Goldfarb came. “You can ring up London?” he asked, following the other RAF man out into the night. “I thought all telephone lines were long since wrecked.”

“All the civilian ones are, and likely to stay so,” the flight sergeant answered. “You want to be careful here; if you step off the path, you’ll be ankle-deep in muck. Can’t very well run a military outfit, though, without being able to talk back and forth, eh?”

“I suppose not.” Goldfarb couldn’t see the path he wasn’t supposed to step off of, which gave each step a certain feeling of adventure. He went on, “It must have been a bit dicey while the Lizards stood between here and London.”

“Oh, it was,” the flight sergeant agreed cheerily. “We were cut off a couple of times, as a matter of fact. But ground-laid cable is not what you’d call conspicuous, and we managed to infiltrate men to make repairs the couple of times it did get broken. Ah, here we are.”

He opened the door to a Maycrete building whose walls were already beginning to crumble even though they’d been up for only a couple of years. After the usual pair of blackout curtains, he and Goldfarb went into a stuffy little room where a corporal sat relaxing by what looked like a fancied-up version of an ordinary field telephone.

The corporal nodded to the flight sergeant. “ ‘Ello, Fred,” he said, dropping his aitches like the lower-class Londoner he undoubtedly was. “ ‘Oo’s this bloke wiv yer?”

“Flying officer says we’ve got to ring up London, figure out what the devil to do with him,” the flight sergeant-Fred-answered. “Get them on the horn for me, would you?”

“Right y’are.” The corporal vigorously turned the crank on the side of the telephone, then picked up the handset. Goldfarb watched the process with interest. Any new gadget fascinated him, and he hadn’t seen this model telephone before. He wished he could ask questions, but the corporal was intent on his task. Suddenly the fellow grinned and began to talk: “ ‘Ello, darlin’, I was ‘opin’ you’d be on tonight. ‘Ow’s tricks?”

“Chat her up another time, Nigel,” Fred said dryly. “This is business.”

The corporal nodded, saying, “Listen, love, put me through”-it came outfrew- ”to the blokes in Personnel, would you? That’s a lamb-we got us a square peg wot wants a round ‘ole.” He waited, then passed the handset to the flight sergeant.

Fred told Goldfarb’s story to whoever was on the other end in London.

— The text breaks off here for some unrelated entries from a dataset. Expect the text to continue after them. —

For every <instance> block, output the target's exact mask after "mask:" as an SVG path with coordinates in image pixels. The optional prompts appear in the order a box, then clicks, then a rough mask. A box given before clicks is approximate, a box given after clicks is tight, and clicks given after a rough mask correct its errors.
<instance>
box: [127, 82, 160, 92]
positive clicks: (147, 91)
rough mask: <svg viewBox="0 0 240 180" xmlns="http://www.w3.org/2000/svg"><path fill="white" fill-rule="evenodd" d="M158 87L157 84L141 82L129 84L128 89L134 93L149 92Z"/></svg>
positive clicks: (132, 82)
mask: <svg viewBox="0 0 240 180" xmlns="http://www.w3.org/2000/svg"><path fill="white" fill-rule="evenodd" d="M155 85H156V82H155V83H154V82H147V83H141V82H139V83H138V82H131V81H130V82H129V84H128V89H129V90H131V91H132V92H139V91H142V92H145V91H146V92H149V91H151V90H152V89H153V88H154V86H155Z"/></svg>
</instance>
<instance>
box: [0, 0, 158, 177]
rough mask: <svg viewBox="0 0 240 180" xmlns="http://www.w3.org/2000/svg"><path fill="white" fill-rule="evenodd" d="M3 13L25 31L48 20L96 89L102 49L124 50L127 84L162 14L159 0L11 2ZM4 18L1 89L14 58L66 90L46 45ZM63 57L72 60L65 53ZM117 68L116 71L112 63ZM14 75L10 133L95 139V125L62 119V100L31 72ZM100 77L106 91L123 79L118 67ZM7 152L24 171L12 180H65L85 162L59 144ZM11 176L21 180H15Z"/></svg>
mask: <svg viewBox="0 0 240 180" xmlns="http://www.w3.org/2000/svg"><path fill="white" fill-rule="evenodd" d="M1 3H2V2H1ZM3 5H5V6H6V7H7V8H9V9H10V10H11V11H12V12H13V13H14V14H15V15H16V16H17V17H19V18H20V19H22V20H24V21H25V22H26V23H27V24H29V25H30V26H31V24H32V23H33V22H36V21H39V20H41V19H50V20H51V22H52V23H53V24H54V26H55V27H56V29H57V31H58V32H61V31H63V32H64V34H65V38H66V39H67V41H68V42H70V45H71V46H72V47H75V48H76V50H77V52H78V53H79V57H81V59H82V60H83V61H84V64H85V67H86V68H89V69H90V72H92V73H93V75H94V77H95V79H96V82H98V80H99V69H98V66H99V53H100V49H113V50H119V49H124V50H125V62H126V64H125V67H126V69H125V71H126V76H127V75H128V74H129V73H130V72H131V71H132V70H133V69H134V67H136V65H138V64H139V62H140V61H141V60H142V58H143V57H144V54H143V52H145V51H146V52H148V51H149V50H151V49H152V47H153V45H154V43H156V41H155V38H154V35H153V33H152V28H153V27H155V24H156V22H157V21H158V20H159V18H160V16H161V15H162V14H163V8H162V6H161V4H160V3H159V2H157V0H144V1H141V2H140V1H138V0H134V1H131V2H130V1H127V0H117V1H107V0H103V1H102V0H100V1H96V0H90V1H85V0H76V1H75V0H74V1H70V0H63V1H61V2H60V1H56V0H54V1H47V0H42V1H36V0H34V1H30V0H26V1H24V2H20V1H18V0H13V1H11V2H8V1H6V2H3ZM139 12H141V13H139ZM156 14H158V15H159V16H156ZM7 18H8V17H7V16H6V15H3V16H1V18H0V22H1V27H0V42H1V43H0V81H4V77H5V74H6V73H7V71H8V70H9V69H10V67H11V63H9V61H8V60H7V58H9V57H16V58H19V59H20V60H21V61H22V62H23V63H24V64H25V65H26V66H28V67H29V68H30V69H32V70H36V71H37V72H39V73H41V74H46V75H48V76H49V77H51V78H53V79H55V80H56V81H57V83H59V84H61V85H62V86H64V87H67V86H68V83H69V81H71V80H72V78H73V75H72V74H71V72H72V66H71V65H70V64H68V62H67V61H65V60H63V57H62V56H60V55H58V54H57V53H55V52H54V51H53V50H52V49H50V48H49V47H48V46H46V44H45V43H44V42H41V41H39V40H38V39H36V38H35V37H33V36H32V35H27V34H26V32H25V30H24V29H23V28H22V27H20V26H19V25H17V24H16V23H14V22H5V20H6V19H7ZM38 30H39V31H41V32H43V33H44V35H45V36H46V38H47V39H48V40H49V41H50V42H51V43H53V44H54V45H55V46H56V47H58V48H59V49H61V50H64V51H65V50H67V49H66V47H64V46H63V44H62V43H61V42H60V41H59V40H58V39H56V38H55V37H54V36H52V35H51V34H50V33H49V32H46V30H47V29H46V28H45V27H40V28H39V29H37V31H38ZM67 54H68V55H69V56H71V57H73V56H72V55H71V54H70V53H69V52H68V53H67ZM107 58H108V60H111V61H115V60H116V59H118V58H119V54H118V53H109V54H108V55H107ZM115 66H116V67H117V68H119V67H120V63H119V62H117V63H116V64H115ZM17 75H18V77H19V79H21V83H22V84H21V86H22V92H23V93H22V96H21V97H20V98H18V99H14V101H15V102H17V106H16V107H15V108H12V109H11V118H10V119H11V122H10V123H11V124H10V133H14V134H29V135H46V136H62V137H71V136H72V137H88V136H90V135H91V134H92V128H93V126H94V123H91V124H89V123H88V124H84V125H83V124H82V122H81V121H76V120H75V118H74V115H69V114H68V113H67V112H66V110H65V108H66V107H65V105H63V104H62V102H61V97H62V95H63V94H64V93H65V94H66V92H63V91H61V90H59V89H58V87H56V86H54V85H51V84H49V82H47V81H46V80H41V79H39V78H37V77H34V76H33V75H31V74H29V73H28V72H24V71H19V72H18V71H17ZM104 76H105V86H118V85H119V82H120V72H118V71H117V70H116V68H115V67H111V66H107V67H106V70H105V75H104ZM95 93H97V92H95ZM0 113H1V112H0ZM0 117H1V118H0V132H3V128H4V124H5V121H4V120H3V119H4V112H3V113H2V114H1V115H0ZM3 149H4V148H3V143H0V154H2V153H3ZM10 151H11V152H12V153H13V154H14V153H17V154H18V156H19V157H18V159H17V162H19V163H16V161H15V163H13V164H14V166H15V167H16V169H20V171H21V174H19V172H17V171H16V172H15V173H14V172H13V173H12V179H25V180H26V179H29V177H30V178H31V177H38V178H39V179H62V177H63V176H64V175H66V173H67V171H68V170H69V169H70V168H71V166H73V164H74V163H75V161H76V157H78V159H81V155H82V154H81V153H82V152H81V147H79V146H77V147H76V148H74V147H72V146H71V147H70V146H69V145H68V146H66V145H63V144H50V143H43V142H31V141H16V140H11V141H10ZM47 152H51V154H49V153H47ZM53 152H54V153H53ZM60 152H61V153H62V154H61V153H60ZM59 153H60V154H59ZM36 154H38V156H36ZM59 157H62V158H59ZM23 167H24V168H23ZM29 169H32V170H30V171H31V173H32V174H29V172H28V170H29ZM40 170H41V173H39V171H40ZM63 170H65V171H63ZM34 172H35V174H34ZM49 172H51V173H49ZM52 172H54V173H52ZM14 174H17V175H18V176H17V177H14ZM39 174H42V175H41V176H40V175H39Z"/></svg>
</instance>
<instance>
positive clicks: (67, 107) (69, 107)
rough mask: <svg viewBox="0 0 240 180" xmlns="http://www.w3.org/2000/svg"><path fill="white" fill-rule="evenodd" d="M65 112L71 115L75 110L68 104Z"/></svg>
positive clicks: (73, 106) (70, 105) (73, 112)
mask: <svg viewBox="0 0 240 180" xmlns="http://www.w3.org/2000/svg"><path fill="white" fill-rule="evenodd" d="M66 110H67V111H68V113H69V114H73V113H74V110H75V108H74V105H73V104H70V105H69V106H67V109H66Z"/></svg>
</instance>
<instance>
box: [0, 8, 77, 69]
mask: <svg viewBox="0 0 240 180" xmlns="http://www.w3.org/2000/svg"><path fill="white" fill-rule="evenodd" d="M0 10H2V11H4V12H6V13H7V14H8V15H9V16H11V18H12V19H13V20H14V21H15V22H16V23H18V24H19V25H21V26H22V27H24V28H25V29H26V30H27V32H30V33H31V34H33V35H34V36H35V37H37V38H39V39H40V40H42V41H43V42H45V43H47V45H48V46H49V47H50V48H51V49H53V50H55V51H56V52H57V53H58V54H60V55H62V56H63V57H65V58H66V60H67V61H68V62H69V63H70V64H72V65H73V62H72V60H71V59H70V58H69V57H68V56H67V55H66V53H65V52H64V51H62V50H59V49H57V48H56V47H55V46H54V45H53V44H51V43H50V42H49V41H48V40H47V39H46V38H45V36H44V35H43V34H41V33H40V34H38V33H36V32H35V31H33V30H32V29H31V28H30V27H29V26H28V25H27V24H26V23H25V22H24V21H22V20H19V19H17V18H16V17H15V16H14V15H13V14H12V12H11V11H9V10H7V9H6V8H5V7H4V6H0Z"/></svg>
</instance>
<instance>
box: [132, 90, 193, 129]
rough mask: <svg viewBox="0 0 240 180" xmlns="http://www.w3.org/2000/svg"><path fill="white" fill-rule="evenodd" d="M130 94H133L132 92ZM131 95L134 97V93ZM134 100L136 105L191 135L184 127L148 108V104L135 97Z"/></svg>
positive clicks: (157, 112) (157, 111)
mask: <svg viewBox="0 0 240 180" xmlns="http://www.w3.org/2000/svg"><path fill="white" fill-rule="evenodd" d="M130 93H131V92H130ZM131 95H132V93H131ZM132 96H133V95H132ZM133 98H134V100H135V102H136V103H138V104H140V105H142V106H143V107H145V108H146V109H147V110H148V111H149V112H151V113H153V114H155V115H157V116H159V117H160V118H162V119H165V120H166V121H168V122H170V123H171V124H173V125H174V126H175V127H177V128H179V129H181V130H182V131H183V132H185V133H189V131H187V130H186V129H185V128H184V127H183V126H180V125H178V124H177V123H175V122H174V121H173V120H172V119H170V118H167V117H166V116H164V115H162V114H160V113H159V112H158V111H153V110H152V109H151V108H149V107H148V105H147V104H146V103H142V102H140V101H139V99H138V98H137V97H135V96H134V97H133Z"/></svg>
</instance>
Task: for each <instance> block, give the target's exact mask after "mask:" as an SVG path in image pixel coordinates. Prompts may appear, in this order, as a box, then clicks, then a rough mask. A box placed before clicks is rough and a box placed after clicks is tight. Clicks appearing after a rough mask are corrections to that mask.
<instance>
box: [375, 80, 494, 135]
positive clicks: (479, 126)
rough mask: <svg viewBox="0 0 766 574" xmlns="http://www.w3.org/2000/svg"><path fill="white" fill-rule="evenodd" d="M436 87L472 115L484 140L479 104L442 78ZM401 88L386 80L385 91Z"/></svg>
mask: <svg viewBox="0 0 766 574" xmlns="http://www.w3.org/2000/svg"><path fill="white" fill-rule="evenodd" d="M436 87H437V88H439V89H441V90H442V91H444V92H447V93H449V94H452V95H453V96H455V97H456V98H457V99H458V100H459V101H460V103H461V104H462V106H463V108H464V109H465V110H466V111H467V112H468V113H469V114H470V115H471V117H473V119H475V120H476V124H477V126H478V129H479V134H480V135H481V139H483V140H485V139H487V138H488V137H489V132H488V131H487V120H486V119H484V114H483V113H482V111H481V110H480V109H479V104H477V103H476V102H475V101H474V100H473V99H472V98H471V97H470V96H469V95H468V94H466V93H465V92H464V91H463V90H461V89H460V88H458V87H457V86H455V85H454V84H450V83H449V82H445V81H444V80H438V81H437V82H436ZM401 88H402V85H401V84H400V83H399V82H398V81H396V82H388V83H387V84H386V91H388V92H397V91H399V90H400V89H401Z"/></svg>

The longer he talked, the more excited he sounded and the more details he asked of Goldfarb. “Very good, sir. Thank you, sir,” he said at last. “I’ll see that he’s sent on there straightway.” He hung up.

“Sent on where?” Goldfarb asked.

“Dover,” the flight sergeant answered. “The Lizards never got that far, and I gather something which may interest you is going on there, though they wouldn’t tell me-What’s so funny?”